Bereits Anfang der Zwanziger Jahre war Josef Klein als junger Mann aus dem Rheinland in die USA ausgewandert. Doch richtig „angekommen“ ist er auch 1939 noch nicht. Er blieb alle Jahre ein heimatloser Niemand, von den Amerikanern nicht angenommen, den deutschen Emigranten fern geblieben, die vor Kriegsbeginn in antisemitischen und rassistischen Gruppierungen aktiv sind. Josef Klein lebt davon unberührt sein Leben im multikulturellen Harlem, liebt den Jazz und pflegt sein Hobby als Amateurfunker. Doch ausgerechnet seine technische Fähigkeiten als Funker fallen einer solchen Nazi-Gruppe auf, die ihn ohne sein Wissen für ihre Spionagetätigkeit ausnutzt. Viel zu spät erkennt Josef das Verhängnis seiner unbedachten Mitwirkung, meldet dies dem FBI, das ihn als Doppelagent verpflichtet. Nach Kriegseintritt der USA wird Josef auf Ellis Island interniert, erst 1949 nach Deutschland abgeschoben, wo er in Neuss im Haus seines Bruders aufgenommen wird. Doch auch hier bleibt der Entwurzelte heimatlos und setzt sich mit Hilfe früherer Nazi-Kontakte aus New York zunächst nach Argentinien, dann nach Costa Rica ab. Erst dort entwickelt der inzwischen über 50-Jährige nach längerem Aufenthalt heimatliche Gefühle. Doch auch hier lässt ihn seine Vergangenheit nicht ruhen: Sein Bruder schickt ihm eine Stern-Reportage über den Einsatz des deutschen Geheimdienstes in Amerika.

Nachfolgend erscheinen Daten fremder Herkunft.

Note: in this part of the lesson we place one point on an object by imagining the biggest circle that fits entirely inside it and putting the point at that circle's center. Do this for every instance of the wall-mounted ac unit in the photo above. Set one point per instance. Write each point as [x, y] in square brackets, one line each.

„Der Empfänger“ ist die Geschichte eines unfreiwilligen Agenten und Mitläufers ohne Überzeugung oder Schuldbewusstsein. Auch in Lenzes Roman, der kapitelweise zwischen New York (1939/1940), Deutschland (1949/1950) und schließlich Lateinamerika (1953) wechselt, geht es wie in den meisten Büchern über die Zeit des Nazi-Regimes und der Nachkriegsjahre um Schuld und Moral, um Verantwortung und Verantwortungslosigkeit. Aus Josefs Sicht waren es die anderen, die ihn missbraucht und nicht sein Leben haben leben lassen. „Einfach ein Mensch sein, dachte er. ... Einfach sein. Irgendwann kam die Einsicht, dass einfaches Sein das Schwierigste war. Alle wollten irgendetwas aus einem machen - und sei es, einen Deutschen, der nichts dafür konnte, Deutscher zu sein.“ Die Grenzen zwischen Schuld und Unschuld sind fließend: Je nach Betrachtungsweise war er Täter, aber auch Verräter. Im Grunde blieb er ein Niemand, ein „Empfänger“ von Weisungen anderer, die er gefällig und bedenkenlos ausführte, um im Alltag seine Ruhe zu haben. Ulla Lenzes Roman hat keinen Helden. Vielleicht ist gerade dies das Einzigartige und Beeindruckende, vielleicht sogar Erschreckende an ihrem Buch: Josef Klein könnte jeder sein, jeder von uns.